The Obama administration is seeking money to upgrade a nuclear bomb it doesn’t need, to fight a war that no longer exists. The bomb is the B61, and it is a glowing example of Washington’s nuclear budget waste.

Analysts expect the B61 nuclear bomb upgrade to cost $11.9 billion – with each bomb costing more than its weight in gold.

The bombs were initially deployed in Europe, during the Cold War, to fend off a Soviet land invasion. Decades have passed. The USSR no longer exists. New threats have arisen. Despite these monumental changes to the European and global security environments, the U.S. continues to deploy an estimated 200 B61s in NATO countries today and plans to spend billions more updating them.

As one senior defense official told a Pentagon Task Force about the B61, “We pay a king’s ransom for these things...and they have no military value.” It’s perplexing then why some in the U.S. want to spend vast sums upgrading the B61 bomb.

Not everyone agrees. The New York Times editorial board recently voiced its disapproval of the bomb program.

This is a nonsensical decision, not least because it is at odds with Mr. Obama’s own vision. In a seminal speech in Prague in 2009 and a strategy review in 2010, Mr. Obama advocated the long-term goal of a world without nuclear arms and promised to reduce America’s reliance on them. He also promised not to field a new and improved warhead.

There are alternatives. Fifteen nuclear policy and grassroots organizations – including many Ploughshares Fund partners – argue in a February letter to Sen. Dianne Feinstein (D-CA) that Congress could pause the bomb upgrade program and seek smarter options. The letter argues that there are smaller measures that could keep the warheads secure and reliable for many years – giving the U.S. time to reassess whether to keep the bombs while avoiding billions in needless spending.

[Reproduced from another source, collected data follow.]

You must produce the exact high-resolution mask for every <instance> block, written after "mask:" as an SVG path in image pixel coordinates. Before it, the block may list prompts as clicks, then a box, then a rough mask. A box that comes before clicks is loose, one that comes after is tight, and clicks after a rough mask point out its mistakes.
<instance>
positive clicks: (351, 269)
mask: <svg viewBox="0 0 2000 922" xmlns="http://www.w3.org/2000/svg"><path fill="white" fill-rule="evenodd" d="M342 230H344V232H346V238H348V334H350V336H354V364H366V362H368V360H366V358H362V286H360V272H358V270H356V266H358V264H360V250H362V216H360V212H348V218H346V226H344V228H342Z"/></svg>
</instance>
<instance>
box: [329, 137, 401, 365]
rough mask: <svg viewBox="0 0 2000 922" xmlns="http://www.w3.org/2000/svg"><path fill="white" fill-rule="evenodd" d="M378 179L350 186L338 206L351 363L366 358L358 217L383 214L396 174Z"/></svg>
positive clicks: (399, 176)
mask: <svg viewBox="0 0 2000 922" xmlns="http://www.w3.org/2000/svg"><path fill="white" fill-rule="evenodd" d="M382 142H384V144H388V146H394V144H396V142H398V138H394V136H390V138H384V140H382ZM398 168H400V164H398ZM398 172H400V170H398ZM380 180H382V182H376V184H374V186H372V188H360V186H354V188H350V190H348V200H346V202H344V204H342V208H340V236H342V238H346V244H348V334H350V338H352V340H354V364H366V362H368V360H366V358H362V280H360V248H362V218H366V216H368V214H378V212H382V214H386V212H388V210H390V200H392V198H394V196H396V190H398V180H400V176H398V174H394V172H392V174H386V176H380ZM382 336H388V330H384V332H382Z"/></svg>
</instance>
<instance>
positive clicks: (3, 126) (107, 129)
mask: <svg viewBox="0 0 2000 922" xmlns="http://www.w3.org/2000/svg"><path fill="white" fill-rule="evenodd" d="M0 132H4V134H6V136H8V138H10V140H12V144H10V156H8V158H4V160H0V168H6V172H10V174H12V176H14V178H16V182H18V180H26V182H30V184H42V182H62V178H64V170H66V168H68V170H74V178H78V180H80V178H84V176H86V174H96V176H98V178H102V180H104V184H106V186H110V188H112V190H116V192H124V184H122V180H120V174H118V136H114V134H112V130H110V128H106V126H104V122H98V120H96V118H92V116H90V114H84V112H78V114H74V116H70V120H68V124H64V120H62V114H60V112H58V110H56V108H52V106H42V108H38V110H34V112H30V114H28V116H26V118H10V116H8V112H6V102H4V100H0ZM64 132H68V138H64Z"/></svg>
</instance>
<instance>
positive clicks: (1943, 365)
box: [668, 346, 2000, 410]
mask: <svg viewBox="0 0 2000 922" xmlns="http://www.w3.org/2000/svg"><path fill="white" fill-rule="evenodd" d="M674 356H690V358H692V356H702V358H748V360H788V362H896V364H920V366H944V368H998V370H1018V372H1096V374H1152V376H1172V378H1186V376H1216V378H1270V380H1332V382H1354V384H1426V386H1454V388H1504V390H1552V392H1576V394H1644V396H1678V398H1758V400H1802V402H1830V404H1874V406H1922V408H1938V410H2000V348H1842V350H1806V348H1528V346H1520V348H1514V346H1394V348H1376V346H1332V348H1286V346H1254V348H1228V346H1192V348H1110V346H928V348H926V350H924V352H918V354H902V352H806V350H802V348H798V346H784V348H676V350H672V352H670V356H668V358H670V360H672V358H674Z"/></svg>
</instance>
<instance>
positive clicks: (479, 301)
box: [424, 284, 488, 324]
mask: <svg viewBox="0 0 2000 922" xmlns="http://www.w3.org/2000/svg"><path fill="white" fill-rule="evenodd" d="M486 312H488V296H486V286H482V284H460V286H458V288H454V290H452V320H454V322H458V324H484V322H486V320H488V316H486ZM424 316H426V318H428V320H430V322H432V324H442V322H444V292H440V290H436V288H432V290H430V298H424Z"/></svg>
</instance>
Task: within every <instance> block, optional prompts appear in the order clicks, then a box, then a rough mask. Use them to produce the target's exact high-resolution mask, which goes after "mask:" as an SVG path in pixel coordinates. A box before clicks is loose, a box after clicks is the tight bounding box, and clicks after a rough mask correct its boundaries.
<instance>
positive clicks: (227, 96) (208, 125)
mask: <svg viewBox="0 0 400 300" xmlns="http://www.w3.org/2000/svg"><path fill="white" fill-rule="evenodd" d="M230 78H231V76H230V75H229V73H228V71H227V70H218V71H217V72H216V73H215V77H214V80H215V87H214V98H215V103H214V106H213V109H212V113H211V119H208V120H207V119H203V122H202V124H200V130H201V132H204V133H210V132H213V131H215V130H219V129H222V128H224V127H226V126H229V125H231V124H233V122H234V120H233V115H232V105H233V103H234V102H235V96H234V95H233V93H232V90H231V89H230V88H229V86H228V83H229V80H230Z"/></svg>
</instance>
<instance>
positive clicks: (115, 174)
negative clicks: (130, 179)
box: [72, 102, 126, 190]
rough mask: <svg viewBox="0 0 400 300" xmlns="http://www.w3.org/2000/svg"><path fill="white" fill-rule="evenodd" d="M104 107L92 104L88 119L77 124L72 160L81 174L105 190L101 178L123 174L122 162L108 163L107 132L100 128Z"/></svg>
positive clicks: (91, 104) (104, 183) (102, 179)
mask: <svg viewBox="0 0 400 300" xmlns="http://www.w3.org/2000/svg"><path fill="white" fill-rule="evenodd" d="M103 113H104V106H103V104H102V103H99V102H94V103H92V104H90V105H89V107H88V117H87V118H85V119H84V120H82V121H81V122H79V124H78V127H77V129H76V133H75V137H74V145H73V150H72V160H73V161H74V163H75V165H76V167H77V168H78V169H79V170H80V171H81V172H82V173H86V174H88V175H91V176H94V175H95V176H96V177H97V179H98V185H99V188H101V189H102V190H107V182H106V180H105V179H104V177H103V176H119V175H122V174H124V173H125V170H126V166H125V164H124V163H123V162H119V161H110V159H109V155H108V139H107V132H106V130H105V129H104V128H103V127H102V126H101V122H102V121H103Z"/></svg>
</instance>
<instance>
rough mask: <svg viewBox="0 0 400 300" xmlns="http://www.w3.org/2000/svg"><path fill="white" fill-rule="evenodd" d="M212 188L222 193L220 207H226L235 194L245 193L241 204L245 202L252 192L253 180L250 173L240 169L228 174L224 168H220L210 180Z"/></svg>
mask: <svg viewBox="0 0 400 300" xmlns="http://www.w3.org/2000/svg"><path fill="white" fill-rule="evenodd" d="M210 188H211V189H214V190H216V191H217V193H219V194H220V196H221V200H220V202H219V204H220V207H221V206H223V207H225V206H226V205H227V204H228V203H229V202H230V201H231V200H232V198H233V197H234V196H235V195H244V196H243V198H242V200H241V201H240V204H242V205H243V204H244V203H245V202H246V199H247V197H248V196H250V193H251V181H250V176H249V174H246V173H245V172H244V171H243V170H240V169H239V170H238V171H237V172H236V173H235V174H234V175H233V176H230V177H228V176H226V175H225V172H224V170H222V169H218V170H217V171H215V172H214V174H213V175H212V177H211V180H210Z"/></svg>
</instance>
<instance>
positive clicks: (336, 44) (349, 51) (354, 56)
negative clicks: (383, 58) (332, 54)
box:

The argument is catching. In an April hearing, Sen. Feinstein challenged officials overseeing the B61 upgrade to reassess the scope of their planned work for the bomb. She noted her concern that “virtually every” nuclear weapons program is over budget, even during today’s budget conditions.

“It’s a very sobering thing to me because I’m of the school that doesn’t believe we need all these nuclear weapons,” said Sen. Feinstein in the hearing.

The B61 is relic of the Cold War and is irrelevant for today’s threats like nuclear terrorism and the growing prevalence of cyber warfare. Spending billions to upgrade the bomb will only siphon funds away from programs that address real threats and actually make the U.S. safer.

With budgets tight, it’s time for the U.S. to stop spending on Cold War nostalgia and scale back or cancel the B61.